Please note: This PhD seminar will take place online.
Zeping Mao, PhD candidate
David R. Cheriton School of Computer Science
Supervisor: Professor Ming Li
Autoregressive models have achieved strong performance in sequence prediction tasks, but they often struggle when correct test-time solutions require flexible search beyond patterns explicitly observed during training. This issue becomes particularly important in scientific discovery problems, where the target space may contain meaningful but previously unseen structures.
In this talk, I will present our recent RNovA work through this broader machine learning perspective. We study de novo peptide sequencing from tandem mass spectra, with a focus on open post-translational modification (PTM) discovery, where the model must generalize to modifications not specified during training.
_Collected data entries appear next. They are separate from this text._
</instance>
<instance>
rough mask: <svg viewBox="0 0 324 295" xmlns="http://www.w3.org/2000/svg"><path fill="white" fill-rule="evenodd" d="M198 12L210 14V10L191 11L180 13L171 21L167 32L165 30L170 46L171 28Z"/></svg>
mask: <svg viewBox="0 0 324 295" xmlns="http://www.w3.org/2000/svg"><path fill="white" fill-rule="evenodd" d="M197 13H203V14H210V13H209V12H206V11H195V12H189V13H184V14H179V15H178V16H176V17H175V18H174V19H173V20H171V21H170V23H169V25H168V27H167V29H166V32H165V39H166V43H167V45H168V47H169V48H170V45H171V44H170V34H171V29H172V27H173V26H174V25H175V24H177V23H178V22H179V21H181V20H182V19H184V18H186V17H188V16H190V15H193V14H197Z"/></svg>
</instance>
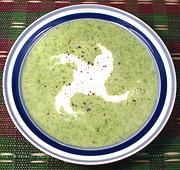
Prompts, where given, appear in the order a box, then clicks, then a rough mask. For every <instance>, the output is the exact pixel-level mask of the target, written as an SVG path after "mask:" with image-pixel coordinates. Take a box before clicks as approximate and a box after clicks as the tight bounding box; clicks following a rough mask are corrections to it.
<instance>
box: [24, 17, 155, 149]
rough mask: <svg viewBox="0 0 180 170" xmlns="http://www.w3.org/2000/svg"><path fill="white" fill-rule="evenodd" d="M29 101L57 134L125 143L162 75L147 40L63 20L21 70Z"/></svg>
mask: <svg viewBox="0 0 180 170" xmlns="http://www.w3.org/2000/svg"><path fill="white" fill-rule="evenodd" d="M21 91H22V98H23V101H24V105H25V107H26V109H27V111H28V113H29V115H30V117H31V118H32V120H33V121H34V122H35V124H36V125H37V126H38V127H39V128H41V129H42V131H44V132H45V133H47V134H48V135H49V136H51V137H52V138H54V139H56V140H58V141H60V142H63V143H65V144H68V145H73V146H78V147H90V148H94V147H103V146H109V145H113V144H116V143H118V142H122V141H123V140H125V139H127V138H128V137H130V136H132V135H133V134H135V133H136V132H137V131H138V130H139V129H140V128H142V127H143V125H144V124H145V123H146V121H147V120H148V118H149V117H150V115H151V112H152V110H153V109H154V106H155V103H156V100H157V96H158V76H157V71H156V67H155V64H154V62H153V60H152V58H151V57H150V53H149V52H148V50H147V49H146V47H145V46H144V45H143V44H142V42H141V41H140V40H139V39H138V38H137V37H136V36H135V35H133V34H132V33H130V32H129V31H127V30H126V29H125V28H123V27H120V26H117V25H115V24H112V23H109V22H105V21H101V20H95V19H83V20H76V21H72V22H68V23H65V24H62V25H59V26H57V27H55V28H53V29H51V30H50V31H48V32H47V33H46V34H45V35H44V36H43V37H41V38H40V39H39V40H38V41H37V42H36V43H35V45H34V46H33V47H32V49H31V50H30V52H29V54H28V56H27V58H26V60H25V62H24V66H23V69H22V75H21Z"/></svg>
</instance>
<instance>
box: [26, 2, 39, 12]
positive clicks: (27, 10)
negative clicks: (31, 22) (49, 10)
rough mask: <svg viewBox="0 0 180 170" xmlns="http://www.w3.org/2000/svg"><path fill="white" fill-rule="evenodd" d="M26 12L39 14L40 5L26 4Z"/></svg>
mask: <svg viewBox="0 0 180 170" xmlns="http://www.w3.org/2000/svg"><path fill="white" fill-rule="evenodd" d="M27 11H28V12H40V11H41V3H28V4H27Z"/></svg>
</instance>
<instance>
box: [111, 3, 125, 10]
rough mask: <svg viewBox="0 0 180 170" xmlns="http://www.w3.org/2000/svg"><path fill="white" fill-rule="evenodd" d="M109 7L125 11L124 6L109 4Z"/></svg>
mask: <svg viewBox="0 0 180 170" xmlns="http://www.w3.org/2000/svg"><path fill="white" fill-rule="evenodd" d="M109 6H111V7H115V8H118V9H122V10H125V4H109Z"/></svg>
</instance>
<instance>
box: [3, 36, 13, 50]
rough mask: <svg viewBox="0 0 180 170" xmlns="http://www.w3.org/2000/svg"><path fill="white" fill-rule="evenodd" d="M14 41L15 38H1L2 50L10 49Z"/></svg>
mask: <svg viewBox="0 0 180 170" xmlns="http://www.w3.org/2000/svg"><path fill="white" fill-rule="evenodd" d="M13 43H14V40H1V39H0V50H1V51H9V50H10V48H11V47H12V45H13Z"/></svg>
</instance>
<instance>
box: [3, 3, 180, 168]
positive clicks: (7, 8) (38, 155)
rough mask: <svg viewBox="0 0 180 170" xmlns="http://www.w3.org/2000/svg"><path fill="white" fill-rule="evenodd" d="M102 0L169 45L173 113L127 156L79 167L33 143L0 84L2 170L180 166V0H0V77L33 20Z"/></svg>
mask: <svg viewBox="0 0 180 170" xmlns="http://www.w3.org/2000/svg"><path fill="white" fill-rule="evenodd" d="M79 3H99V4H104V5H109V6H113V7H116V8H119V9H123V10H125V11H128V12H130V13H132V14H134V15H136V16H137V17H139V18H140V19H142V20H143V21H145V22H146V23H147V24H149V25H150V26H151V27H152V28H153V29H154V30H155V31H156V32H157V33H158V35H159V36H160V37H161V38H162V40H163V41H164V42H165V44H166V45H167V47H168V49H169V51H170V53H171V56H172V59H173V61H174V64H175V68H176V74H177V82H178V84H177V88H178V90H177V98H176V103H175V106H174V109H173V113H172V115H171V117H170V120H169V121H168V123H167V125H166V127H165V128H164V130H163V131H162V132H161V134H160V135H158V137H157V138H156V139H155V140H154V141H153V142H152V143H151V144H150V145H148V146H147V147H146V148H145V149H143V150H142V151H140V152H139V153H137V154H135V155H133V156H131V157H130V158H128V159H125V160H122V161H119V162H116V163H113V164H108V165H102V166H80V165H74V164H70V163H66V162H62V161H60V160H57V159H55V158H52V157H50V156H48V155H46V154H44V153H42V152H41V151H39V150H38V149H36V148H35V147H34V146H33V145H31V144H30V143H29V142H28V141H27V140H26V139H25V138H24V137H23V136H22V135H21V134H20V133H19V131H18V130H17V129H16V127H15V126H14V124H13V123H12V121H11V119H10V117H9V115H8V112H7V110H6V107H5V105H4V100H3V94H2V93H3V92H2V85H1V86H0V170H6V169H7V170H8V169H9V170H12V169H15V170H21V169H22V170H33V169H34V170H40V169H43V170H45V169H48V170H51V169H52V170H56V169H57V170H59V169H60V170H61V169H62V170H63V169H65V170H86V169H87V170H92V169H105V170H106V169H107V170H111V169H113V170H116V169H119V170H121V169H123V170H143V169H144V170H148V169H152V170H164V169H165V170H166V169H167V170H171V169H172V170H175V169H177V170H180V91H179V90H180V1H179V0H154V1H153V0H138V1H137V0H96V1H94V0H89V1H83V0H56V1H55V0H0V81H1V84H2V74H3V68H4V64H5V61H6V58H7V55H8V52H9V50H10V48H11V46H12V44H13V43H14V42H15V40H16V39H17V37H18V36H19V35H20V33H21V32H22V31H23V30H24V29H25V28H26V27H27V26H28V25H29V24H31V23H32V22H33V21H35V20H36V19H38V18H39V17H41V16H42V15H44V14H46V13H47V12H50V11H52V10H54V9H57V8H62V7H64V6H69V5H73V4H79Z"/></svg>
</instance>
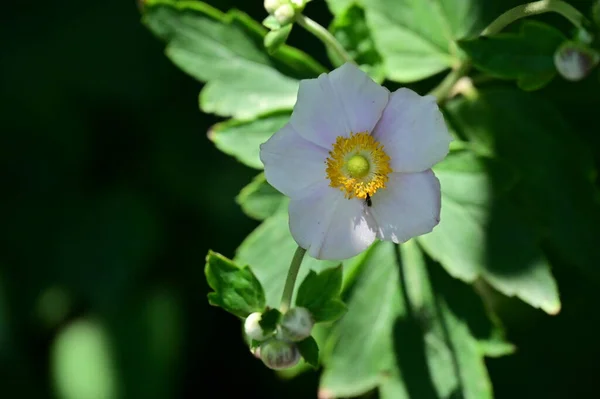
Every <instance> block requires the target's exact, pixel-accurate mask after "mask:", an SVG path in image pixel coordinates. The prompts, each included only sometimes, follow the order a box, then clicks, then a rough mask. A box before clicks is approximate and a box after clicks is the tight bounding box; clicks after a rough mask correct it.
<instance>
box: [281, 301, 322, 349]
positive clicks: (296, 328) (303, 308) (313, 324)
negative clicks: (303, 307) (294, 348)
mask: <svg viewBox="0 0 600 399" xmlns="http://www.w3.org/2000/svg"><path fill="white" fill-rule="evenodd" d="M314 324H315V323H314V321H313V318H312V315H311V314H310V312H309V311H308V309H305V308H292V309H290V310H288V311H287V312H286V313H285V314H284V315H283V318H282V320H281V332H282V335H283V337H284V338H285V339H288V340H290V341H294V342H298V341H302V340H303V339H305V338H308V337H310V333H311V331H312V328H313V326H314Z"/></svg>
To address this challenge, we introduce a reinforcement-learning-style training strategy that encourages more flexible search while maintaining the stability and accuracy of autoregressive sequence prediction. Conceptually, this framework can be viewed as a way to refine standard autoregressive generation with finer-grained search guidance, somewhat analogous in spirit to how diffusion-style refinement improves generation through iterative correction. Empirically, our method not only enables zero-shot open PTM discovery, but also preserves state-of-the-art performance on conventional de novo peptide sequencing over the standard 20 amino acids. More broadly, this work suggests that reinforcement-learning-style refinement may offer a general strategy for extending autoregressive models to settings where exact targets at inference time are only partially represented in the training data.